Search and selection of words in the text (Algorithm)

W

winbackgo2012-07-10 18:34:48

Sphinx

winbackgo, 2012-07-10 18:34:48

There is a database of people, each entry can contain an unlimited number of synonyms (names written in different languages, nicknames, etc.). All entries (both synonyms and titles) are absolutely unique. Based on this data, an index table is built (let's call it source) which can be represented as follows:

name VARCHAR(128),
person_id INT(10),
UNIQUE KEY name (name)

So, the task is to find and highlight in the text the words found in the database. The task is complicated by the fact that in the text the names can be in different case forms.

My bicycle:

On the basis of source, we build an index in sphinx consisting of trigrams, we discard entries less than 2 characters long.
In the text, select all words that begin with a capital letter, ignoring two-character ones. If the words are in a row, then we consider them as one (full name). Be wary of words at the beginning of sentences.
We turn them into trigrams and send a request to the sphinx.
We select one of the most suitable results and then highlight it in the text.

I mean that the error threshold in this case will be about 5%, which in principle is acceptable (the erroneous one can be corrected manually).
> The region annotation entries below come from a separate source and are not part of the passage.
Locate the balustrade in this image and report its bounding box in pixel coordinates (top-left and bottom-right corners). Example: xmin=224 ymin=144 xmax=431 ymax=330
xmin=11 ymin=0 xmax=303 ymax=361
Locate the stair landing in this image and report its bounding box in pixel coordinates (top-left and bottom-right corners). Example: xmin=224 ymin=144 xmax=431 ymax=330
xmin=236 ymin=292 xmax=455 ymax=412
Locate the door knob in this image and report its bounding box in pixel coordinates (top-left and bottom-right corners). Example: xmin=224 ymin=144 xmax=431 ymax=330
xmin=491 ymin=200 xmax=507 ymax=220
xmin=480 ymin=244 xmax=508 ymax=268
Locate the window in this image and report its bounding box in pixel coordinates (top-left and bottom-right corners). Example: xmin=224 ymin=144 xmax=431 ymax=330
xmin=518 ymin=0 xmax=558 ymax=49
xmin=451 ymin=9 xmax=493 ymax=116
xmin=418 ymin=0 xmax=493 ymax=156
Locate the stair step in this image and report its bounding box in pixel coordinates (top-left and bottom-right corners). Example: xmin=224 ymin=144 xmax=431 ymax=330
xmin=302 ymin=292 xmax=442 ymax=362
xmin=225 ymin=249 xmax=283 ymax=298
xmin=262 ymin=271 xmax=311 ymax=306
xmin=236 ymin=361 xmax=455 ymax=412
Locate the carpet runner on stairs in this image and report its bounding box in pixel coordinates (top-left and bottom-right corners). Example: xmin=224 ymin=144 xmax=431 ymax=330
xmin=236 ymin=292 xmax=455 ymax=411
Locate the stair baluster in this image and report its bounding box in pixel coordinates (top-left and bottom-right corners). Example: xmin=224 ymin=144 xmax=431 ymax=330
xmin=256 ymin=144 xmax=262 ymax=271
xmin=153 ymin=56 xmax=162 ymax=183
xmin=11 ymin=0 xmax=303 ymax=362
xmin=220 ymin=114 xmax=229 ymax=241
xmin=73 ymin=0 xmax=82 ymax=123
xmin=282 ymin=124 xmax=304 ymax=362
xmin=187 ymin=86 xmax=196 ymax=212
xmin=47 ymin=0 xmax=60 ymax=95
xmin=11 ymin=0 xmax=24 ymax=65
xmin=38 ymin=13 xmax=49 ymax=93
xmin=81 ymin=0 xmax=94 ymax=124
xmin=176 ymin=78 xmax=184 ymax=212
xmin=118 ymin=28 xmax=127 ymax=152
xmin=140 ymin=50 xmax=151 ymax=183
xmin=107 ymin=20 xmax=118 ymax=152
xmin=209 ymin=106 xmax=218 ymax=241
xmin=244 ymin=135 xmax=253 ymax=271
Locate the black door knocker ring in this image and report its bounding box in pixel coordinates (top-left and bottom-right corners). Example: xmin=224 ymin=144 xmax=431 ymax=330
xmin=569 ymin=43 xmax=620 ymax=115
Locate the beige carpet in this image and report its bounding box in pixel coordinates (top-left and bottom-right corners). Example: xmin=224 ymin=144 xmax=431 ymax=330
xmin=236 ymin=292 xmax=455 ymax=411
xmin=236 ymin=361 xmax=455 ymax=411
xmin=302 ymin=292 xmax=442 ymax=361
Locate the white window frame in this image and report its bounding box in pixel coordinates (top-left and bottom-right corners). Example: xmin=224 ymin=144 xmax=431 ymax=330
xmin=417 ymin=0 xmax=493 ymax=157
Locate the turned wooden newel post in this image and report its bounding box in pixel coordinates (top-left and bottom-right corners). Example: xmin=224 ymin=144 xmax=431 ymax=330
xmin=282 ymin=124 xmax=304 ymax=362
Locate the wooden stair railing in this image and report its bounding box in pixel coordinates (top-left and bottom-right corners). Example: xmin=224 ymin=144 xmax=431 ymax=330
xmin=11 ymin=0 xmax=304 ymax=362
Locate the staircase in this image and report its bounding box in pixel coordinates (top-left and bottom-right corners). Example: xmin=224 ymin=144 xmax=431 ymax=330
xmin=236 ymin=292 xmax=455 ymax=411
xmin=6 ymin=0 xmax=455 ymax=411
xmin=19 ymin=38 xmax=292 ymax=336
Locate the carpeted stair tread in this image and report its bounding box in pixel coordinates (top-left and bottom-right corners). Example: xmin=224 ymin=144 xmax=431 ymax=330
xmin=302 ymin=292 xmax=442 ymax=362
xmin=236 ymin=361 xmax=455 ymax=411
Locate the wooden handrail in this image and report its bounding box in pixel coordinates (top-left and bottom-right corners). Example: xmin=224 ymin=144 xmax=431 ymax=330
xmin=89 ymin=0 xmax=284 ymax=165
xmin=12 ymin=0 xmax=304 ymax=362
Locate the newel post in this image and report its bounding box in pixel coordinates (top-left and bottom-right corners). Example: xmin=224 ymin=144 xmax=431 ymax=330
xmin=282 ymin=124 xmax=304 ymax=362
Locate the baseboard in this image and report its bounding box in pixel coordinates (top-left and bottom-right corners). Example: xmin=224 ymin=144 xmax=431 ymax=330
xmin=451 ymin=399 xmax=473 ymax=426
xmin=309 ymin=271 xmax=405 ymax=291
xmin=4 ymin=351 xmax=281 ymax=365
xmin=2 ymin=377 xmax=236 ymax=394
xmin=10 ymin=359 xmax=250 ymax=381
In general, I would like to know: What are the shortcomings in my algorithm and what can be suggestions for improvement? What are the solutions to similar problems (for sure there are, but I'm stupid, or I don't know beautiful words, so Google does not give anything intelligible)? How would you solve this problem?

Reply

Answer the question

In order to leave comments, you need to log in

3 answer(s)

F

ffriend, 2012-07-14
@ffriend

To begin with, you need a separate function or utility stem (), which for any word will return its stem (this is exactly what search engines do, including Sphinx and Lucene, from where you can get it and use it for your own purposes). Also, the tokenize () function does not interfere, breaking
If there is such a function. We go through all the words from the dictionary (source), and from the resulting bases we build a trie in which the corresponding person_id will be the leaves. Names of 2 or more words are translated into n-grams of the corresponding stems, separated by spaces. Those. the name “Anna Mikhailovna Ivanova” will be translated into something like “Anna Mikhailovna Ivanov” (use a lowercase filter or not depends on the application and the text: if the text is literate, then it’s not necessary, if “from the Internet”, then it’s better still use).
Next, we tokenize the text, stem each word and sequentially look for them in our trie. You can search for trigrams right away, you can pull up the second and third word as needed (if there is a partial match in the trie).
If you are too lazy to implement trie, you can replace them with hash maps, but then it is better to store names of several words as a list, and make the hash map nested (the first word in the top-level hash map points to another hash map that stores all possible second words for the specified first word; it turns out a kind of tree from hash maps).
If we assume that the search by trie / in a hash map is performed in O (1), then the entire algorithm will work in O (n), where n is the number of words in the text. In this case, you will not have to index the entire text, but only the structure for storing the basics of names (indexing in Lucene / Sphinx, generally speaking, is not the fastest operation, and the index size is about 20-30% of the text, so it’s not a fact that it will fit into memory ; naturally, I assume that the number of names is less than the size of the text).
Summary:
1. Apply stem() to all names.
2. Save the words in a structure with a quick lookup (trie/hash map).
3. Tokenize the text, apply stem() to all received words.
4. Go through the list of resulting words, while looking for them in the structure with names.
5. Profit.

G

grossws, 2012-07-13
@grossws

Smart words: word form, normalization, computational linguistics, Porter's stemmer, aot , mystem . For starters, I hope that's enough.
And by the way, "enough perversions, dig out the stewardess." Have a look at apache solr (made with lucene).

W

winbackgo, 2012-07-15
@winbackgo

It's not entirely clear to me where in the trie there is a place for person_id.